Plasma sRAGE protein concentration was measured in FHS participants as a part of the Systems Approach to Biomarker Research in Cardiovascular Disease Initiative, a project aiming to generate extensive biomarker data using high-throughput “omics” platforms including discovery proteomics, targeted protein immunoassays, metabolomics/lipomics, gene expression, and microRNA profiling.(13) Fasting blood plasma samples were obtained at the baseline clinical visit (Offspring cohort, Exam 7 [1999–2003] and Third Generation cohort, Exam 1 [2002–2005]). Samples were stored at −80°C. Plasma sRAGE was quantified using a modified ELISA sandwich approach multiplexed on a Luminex xMAP platform (Sigma-Aldrich, St. Louis, MO) as described previously.(13) All targets were initially developed as singleton assays before compatible targets were combined to form multiplex panels to avoid cross-reactivity. The sRAGE assay used MAB11451 (R&D Systems, Minneapolis, MN) as the detection antibody, product 1145-RG-050 (R&D Systems, Minneapolis, MN) as the capture antibody, and BAF1145 (R&D Systems, Minneapolis, MN) as the reference protein. The mean inter- and intra-assay coefficients of variation for sRAGE were 5.6% and 14.5%, respectively.(13)

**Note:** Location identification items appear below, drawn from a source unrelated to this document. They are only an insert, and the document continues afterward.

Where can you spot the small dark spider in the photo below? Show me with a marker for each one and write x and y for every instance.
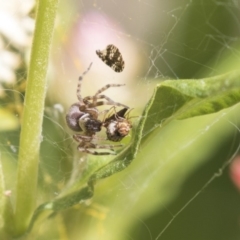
(112, 57)
(117, 125)
(83, 116)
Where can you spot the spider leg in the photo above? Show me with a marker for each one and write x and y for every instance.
(87, 150)
(106, 87)
(100, 103)
(80, 83)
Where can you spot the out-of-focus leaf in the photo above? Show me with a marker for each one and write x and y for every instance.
(7, 120)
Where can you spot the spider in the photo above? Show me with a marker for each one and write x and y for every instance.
(118, 125)
(83, 116)
(112, 57)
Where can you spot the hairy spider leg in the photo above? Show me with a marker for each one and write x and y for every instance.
(100, 103)
(80, 83)
(86, 150)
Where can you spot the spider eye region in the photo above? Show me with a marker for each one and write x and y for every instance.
(94, 125)
(73, 116)
(117, 130)
(90, 125)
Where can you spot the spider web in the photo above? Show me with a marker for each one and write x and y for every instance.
(158, 40)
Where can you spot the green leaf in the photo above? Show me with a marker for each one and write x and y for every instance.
(7, 120)
(171, 100)
(31, 129)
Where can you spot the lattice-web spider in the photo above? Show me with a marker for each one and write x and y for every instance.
(83, 116)
(118, 125)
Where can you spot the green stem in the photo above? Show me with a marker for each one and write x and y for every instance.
(30, 138)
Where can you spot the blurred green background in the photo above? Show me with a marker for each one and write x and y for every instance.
(181, 177)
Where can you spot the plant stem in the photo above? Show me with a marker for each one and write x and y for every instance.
(30, 138)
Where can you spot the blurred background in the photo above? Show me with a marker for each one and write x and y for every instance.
(159, 40)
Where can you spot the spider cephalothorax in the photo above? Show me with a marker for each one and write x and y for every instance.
(112, 57)
(80, 121)
(117, 125)
(83, 116)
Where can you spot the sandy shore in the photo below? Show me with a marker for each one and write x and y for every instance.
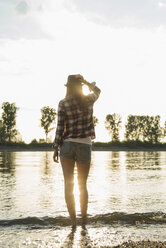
(139, 244)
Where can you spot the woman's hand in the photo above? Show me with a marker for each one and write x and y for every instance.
(56, 156)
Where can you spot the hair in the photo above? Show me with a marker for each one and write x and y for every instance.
(74, 90)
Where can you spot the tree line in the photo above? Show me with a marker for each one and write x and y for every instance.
(137, 128)
(143, 128)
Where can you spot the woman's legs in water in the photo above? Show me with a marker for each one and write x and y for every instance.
(82, 173)
(68, 172)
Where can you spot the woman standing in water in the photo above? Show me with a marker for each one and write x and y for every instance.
(75, 129)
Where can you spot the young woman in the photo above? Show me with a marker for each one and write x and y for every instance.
(74, 132)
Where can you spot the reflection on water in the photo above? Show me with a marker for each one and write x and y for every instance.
(31, 184)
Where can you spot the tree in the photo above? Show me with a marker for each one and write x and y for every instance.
(152, 129)
(8, 122)
(113, 125)
(134, 128)
(95, 120)
(143, 128)
(47, 118)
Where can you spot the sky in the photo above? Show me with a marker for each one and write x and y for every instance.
(121, 45)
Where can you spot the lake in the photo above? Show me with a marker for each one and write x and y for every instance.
(127, 200)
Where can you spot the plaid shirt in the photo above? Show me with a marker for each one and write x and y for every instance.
(73, 123)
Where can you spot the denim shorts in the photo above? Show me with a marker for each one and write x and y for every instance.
(79, 152)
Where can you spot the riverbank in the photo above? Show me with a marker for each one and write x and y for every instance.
(94, 148)
(97, 146)
(145, 244)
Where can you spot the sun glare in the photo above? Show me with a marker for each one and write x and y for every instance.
(85, 90)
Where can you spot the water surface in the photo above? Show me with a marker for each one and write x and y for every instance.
(127, 197)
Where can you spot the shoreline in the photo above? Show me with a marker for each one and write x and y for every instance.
(104, 149)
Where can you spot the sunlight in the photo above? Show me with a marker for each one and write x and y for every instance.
(85, 90)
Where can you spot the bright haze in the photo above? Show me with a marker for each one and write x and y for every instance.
(121, 45)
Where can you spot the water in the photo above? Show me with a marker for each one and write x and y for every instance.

Serum IgE levels were measured in FHS Offspring (Exam 7) and Third Generation (Exam 1) participants using the Phadia ImmunoCAP 100 system (Phadia, Uppsala, Sweden) with high precision and reproducibility, as described previously.(15)

Regression analyses

We tested for association between baseline plasma sRAGE level and asthma at the baseline exam using a logistic regression model that adjusted for age, sex, BMI, pack-years of cigarette smoking, and familial correlation using a generalized estimating equation. We also conducted additional age- and sex-adjusted analyses of sRAGE levels associated with inhaled corticosteroid use among FHS participants with asthma. We defined p<0.05 as statistically significant for these analyses.

Instrumental variables in MR for causal inference

MR is an analytical approach that mimics randomized control trials.(16) MR can estimate the causal relationship between an exposure and an outcome by using SNPs as instrumental variables. A two-sample MR approach was used to infer a causal association between plasma sRAGE level as the exposure and asthma as the outcome.(17)

In a separate study by our team, GWAS of sRAGE was conducted using plasma sRAGE levels in conjunction with genome-wide genotype data on 6,861 FHS participants to identify pQTLs; independent external replication of pQTL variants was carried out using data from the INTERVAL study as previously outlined.(18) Supplemental Table I provides additional details regarding the pQTL variants used in MR analyses; Supplemental Table II provides details regarding plasma sRAGE levels in 6,861 FHS participants by rs2070600 variant genotype measured using the Illumina Exome Chip (Illumina Inc., San Diego, CA).

sRAGE cis-pQTL variants(18) were pruned at LD r2 <0.01, leaving three sRAGE cis-pQTL variants (rs2070600, rs6923504, and rs9266529) as instrumental variables for MR analysis. The inverse variance weighted estimate method was used to conduct the multi-SNP MR, and the Wald ratio method was used to conduct single-SNP MR. MR analysis was conducted using two asthma GWAS from UK Biobank as described below (Asthma GWAS).(19,20)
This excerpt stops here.